Asimismo, este no es el equipo de 2010. No están el capitán Diego Lugano, que era un líder y un baluarte defensivo, no están el “Ruso” Pérez y Egidio Arévalo Ríos, que eran una cortina impenetrable en el mediocampo, no está “Palito” Pereira, que era un león en el lateral izquierdo, no está el “Mono” Pereira, que era una garantía de marca y salida por el lateral derecho y, fundamentalmente, no está Diego Forlán, que además de goleador y Balón de Oro, era el titiritero que movía sutilmente los hilos del equipo con su talento y su capacidad para administrar el fútbol de la oncena y para habilitar a los letales Suárez y Cavani.

Esta es otra selección, integrada en su mayoría por jugadores jóvenes y con características diferentes a los próceres que en el pasado reciente hicieron delirar de júbilo a la afición uruguaya, en una transición que tiene visos traumáticos, como ha sucedido en otros países del planeta.
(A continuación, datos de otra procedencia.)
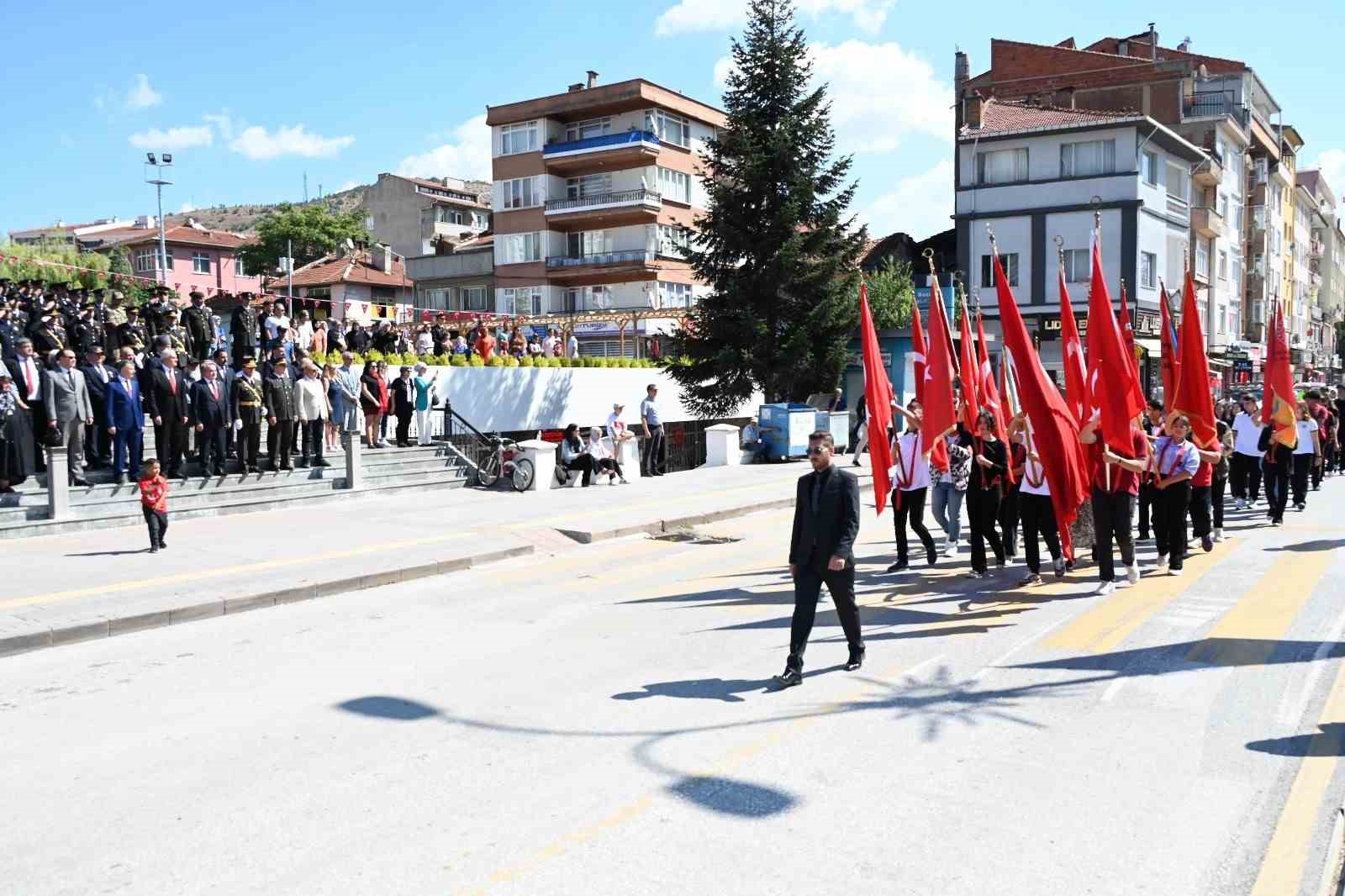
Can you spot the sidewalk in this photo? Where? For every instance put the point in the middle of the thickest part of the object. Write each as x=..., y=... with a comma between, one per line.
x=96, y=584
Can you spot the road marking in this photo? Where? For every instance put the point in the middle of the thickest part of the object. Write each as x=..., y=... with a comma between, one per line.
x=1286, y=856
x=1113, y=620
x=1248, y=634
x=222, y=572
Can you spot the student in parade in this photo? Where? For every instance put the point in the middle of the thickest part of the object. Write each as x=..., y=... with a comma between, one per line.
x=910, y=488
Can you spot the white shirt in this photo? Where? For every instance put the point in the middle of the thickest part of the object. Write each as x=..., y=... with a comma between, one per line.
x=910, y=467
x=1247, y=434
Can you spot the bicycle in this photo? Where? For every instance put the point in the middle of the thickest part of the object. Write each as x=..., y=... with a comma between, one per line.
x=506, y=461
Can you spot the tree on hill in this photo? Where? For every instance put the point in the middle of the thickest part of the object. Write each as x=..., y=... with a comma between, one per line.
x=777, y=245
x=313, y=229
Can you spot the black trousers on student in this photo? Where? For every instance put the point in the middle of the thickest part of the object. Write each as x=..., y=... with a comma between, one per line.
x=1170, y=522
x=984, y=512
x=1244, y=472
x=807, y=584
x=911, y=510
x=1039, y=519
x=1111, y=524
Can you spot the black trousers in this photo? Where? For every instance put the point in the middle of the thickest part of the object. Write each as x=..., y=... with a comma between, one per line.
x=214, y=445
x=1244, y=472
x=1302, y=466
x=1111, y=524
x=1170, y=522
x=984, y=512
x=911, y=510
x=158, y=524
x=249, y=443
x=807, y=584
x=1039, y=519
x=1009, y=519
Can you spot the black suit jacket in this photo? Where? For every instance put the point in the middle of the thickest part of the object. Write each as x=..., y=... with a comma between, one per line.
x=829, y=528
x=161, y=400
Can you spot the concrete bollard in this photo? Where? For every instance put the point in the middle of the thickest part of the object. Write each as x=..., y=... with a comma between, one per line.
x=58, y=483
x=542, y=454
x=723, y=445
x=354, y=470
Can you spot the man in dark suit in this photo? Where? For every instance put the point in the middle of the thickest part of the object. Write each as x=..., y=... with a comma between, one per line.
x=167, y=405
x=213, y=419
x=124, y=419
x=826, y=522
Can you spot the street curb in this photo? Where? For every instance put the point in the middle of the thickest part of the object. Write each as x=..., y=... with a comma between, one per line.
x=661, y=526
x=98, y=627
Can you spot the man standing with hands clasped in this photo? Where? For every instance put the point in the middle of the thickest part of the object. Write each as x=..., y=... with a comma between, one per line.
x=826, y=522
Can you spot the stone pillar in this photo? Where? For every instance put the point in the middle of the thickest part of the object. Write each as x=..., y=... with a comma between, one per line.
x=542, y=454
x=723, y=445
x=58, y=483
x=354, y=470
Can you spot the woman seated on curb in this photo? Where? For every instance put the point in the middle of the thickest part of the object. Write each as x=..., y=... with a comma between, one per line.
x=603, y=459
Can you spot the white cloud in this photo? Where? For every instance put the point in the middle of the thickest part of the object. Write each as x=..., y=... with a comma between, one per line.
x=260, y=145
x=141, y=96
x=172, y=139
x=725, y=15
x=919, y=205
x=467, y=156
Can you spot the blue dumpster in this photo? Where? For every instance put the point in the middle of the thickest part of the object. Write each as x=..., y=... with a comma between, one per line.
x=790, y=427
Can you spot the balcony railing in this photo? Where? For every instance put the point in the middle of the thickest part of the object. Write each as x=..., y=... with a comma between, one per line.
x=602, y=259
x=602, y=143
x=599, y=199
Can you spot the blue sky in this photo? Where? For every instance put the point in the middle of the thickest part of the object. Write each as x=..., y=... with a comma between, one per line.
x=251, y=96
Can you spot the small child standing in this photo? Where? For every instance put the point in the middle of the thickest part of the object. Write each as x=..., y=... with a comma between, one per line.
x=154, y=503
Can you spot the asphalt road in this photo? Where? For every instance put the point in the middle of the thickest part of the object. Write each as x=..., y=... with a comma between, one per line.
x=602, y=721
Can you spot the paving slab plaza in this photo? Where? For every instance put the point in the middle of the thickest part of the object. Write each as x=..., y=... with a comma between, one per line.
x=599, y=717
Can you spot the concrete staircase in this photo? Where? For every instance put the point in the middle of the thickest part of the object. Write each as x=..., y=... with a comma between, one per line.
x=388, y=472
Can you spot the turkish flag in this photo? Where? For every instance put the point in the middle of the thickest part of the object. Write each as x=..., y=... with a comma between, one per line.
x=878, y=394
x=1111, y=378
x=1192, y=396
x=1073, y=350
x=1052, y=428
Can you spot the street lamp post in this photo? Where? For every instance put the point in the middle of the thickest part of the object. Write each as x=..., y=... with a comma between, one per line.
x=158, y=179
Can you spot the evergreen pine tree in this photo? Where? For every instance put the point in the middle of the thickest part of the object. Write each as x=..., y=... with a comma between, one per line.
x=775, y=246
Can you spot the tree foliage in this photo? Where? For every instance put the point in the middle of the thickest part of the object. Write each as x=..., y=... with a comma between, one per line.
x=314, y=230
x=777, y=245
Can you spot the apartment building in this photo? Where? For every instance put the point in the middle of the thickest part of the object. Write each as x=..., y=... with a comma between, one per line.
x=1037, y=174
x=595, y=198
x=1217, y=104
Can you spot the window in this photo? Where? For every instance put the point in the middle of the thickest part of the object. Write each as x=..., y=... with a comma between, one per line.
x=1149, y=168
x=1089, y=158
x=521, y=138
x=988, y=269
x=676, y=186
x=514, y=248
x=591, y=128
x=525, y=302
x=521, y=192
x=669, y=128
x=1004, y=166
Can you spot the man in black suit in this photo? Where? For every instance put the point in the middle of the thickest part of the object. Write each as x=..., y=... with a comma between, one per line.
x=98, y=376
x=168, y=408
x=212, y=417
x=826, y=522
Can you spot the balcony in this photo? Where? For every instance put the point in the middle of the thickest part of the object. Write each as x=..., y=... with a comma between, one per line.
x=1207, y=221
x=605, y=208
x=1210, y=171
x=605, y=152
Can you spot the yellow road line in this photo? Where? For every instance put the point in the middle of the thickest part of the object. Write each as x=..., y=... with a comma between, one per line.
x=1284, y=865
x=1113, y=620
x=222, y=572
x=1250, y=631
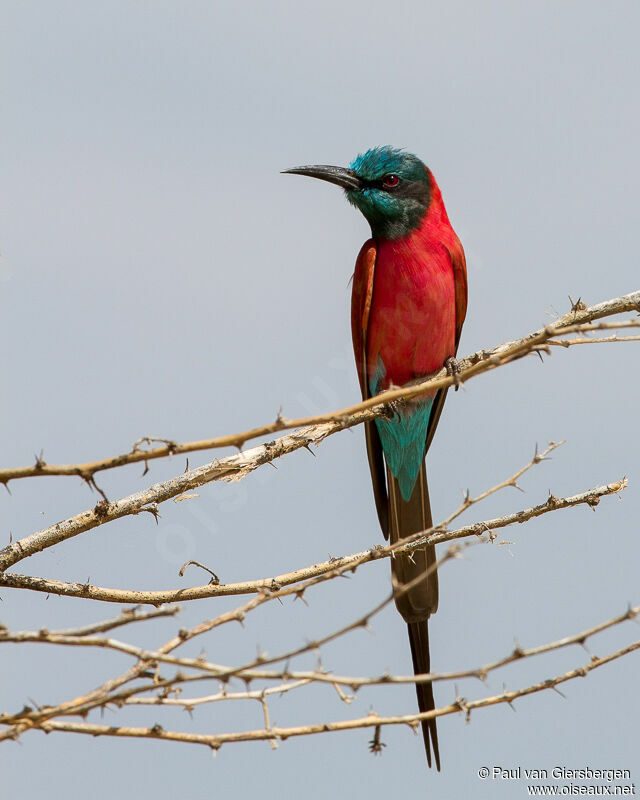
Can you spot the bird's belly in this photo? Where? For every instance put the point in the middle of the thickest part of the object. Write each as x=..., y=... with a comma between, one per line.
x=412, y=320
Seguramente, los enemigos confesos de Tabárez, que demandaban cuando antes su destitución, celebrarán alborozadamente su alejamiento, como antes, en 2010, 2011 y 2018, se lanzaron masivamente a las calles a homenajear la resurrección de la celeste bajo el timón y la tutela del hoy removido entrenador.

Otros festejarán porque Tabárez es un confeso frenteamplista y no toleraban que un adherente a la izquierda fuera exitoso, como lo fueron las tres administraciones progresistas.

La reacción de estos desagradecidos y carroñeros es típica de un país bipolar y sin memoria, que, hace dos años, enterró en las urnas el único proyecto político transformador y con pertinencia social del último medio siglo, luego de la crisis y el derrumbe del Estado de Bienestar batllista.

Esta actitud es típica de los países desmemoriados, pero también de los que se alimentan de rancios mitos enterrados en las catacumbas de la historia, de enajenados prejuicios, de radicales polarizaciones y de exacerbados rencores.

Como uruguayos, formulamos fervientes votos para que la selección celeste –al borde de la eliminación y con un nuevo conductor- esté presente el año próximo en Catar. Sin embargo, hoy la clasificación parece una suerte de quimera y sólo un verdadero milagro la haría posible.